There are significant regulatory and ethical challenges to enrolling youth into clinical prevention trials; these issues will be addressed in a separate paper in this supplement. However, there are other significant individual, operational, and community-level barriers to engaging adolescents in prevention trials. This paper will attempt to address some of these issues and highlight some examples where at-risk youth have been successfully been engaged in prevention research. While this is not an exhaustive review, we summarize findings related to key barriers that may impede adolescents' capacity and willingness to participate in HIV biomedical prevention trials.
One of the most significant barriers impeding adolescents' participation in clinical HIV prevention research may be their insufficient understanding of exactly what is meant by “clinical research”. This lack of comprehension may be attributable, in large part, to a simple lack of awareness of what research is and how research is conducted.1 The fact that many adults have difficulty in understanding research indicates that the issue is more than just one of simple comprehension. Indeed, understanding the complexities of research can be truly daunting for any individual who may participate in a clinical trial.
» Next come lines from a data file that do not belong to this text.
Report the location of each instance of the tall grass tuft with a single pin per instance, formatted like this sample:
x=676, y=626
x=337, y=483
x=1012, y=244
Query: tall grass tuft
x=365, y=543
The complexities can be further exacerbated when the research in question involves randomizing participants to various experimental conditions. Much work has already been done in the context of large biomedical HIV prevention clinical trials to develop methods to explain clinical trial procedures – such as informed consent, randomization, intervention, and the use of placebos – to adult participants who might not be familiar with such concepts. While existing research indicates that adolescents are capable of providing assent for research participation at age fourteen2, adolescents vary in terms of their intellectual maturation and cognitive capability to comprehend some complex trial regimens and protocols. Problems may arise when adolescents understand research well enough to want the potential benefits of participation (e.g., access to youth-friendly health services, monetary remuneration or other incentives for participating in the trial, etc.) but don't understand important details of participation (e.g., adherence to a study regimen) or potential risks of participation (e.g., side effects from an experimental medication). 3
Even if adolescents understand the concept of clinical research well enough to want to participate in a trial, some young people may avoid participation in HIV prevention clinical trials because doing so may be interpreted as an admission of sexual activity, in general, or engaging in HIV-related risk behavior, specifically.4 For example, lesbian, gay, bisexual, or transgender (LGBT) youth who are not comfortable with or open about their sexual orientation may refuse trial participation because they do not want to be identifiable to others (e.g., peers, parents, or other adults) as different from anyone else. Similarly, adolescents who are sexually active when the rest of their peers are not may wish to keep that information secret to avoid being teased, stigmatized, or ostracized by peers or punished by parents. Because adolescents (compared to children) are more sensitive to acceptance and rejection by their peers, 5,6 they may be more likely to avoid any behaviors that would inadvertently disclose sensitive personal information. Inadvertent disclosure may result in a variety of troubling social and psychological consequences, including engendering negative affect (e.g., feelings of low self-esteem, anxiety, and depression) and rejection or social ostracism from peers, family, and community members.7 Being “outed” to others may also put sexual minority youth at increased risk of experiencing physical and emotional abuse8, 9 and, potentially, suicidal ideation and substance abuse.10
Even if LGBT youth are open about their sexual identity, they may avoid HIV prevention research trials because participation might be perceived as an admission of risky sexual behavior, which may viewed by other LGBT peers as reckless or irresponsible given the impact that HIV/AIDS has already had on the gay community. Similarly, youth with mental health issues or those who use drugs and alcohol may also avoid trial participation because doing so may necessitate admitting that they have problems – such as mental illness or addiction -- that are also stigmatized by society. This type of self-presentation bias11 may be present and entirely based on adolescents' perceptions of or assumptions about the social norms, even if the actual social norms are less stigmatizing towards these behaviors.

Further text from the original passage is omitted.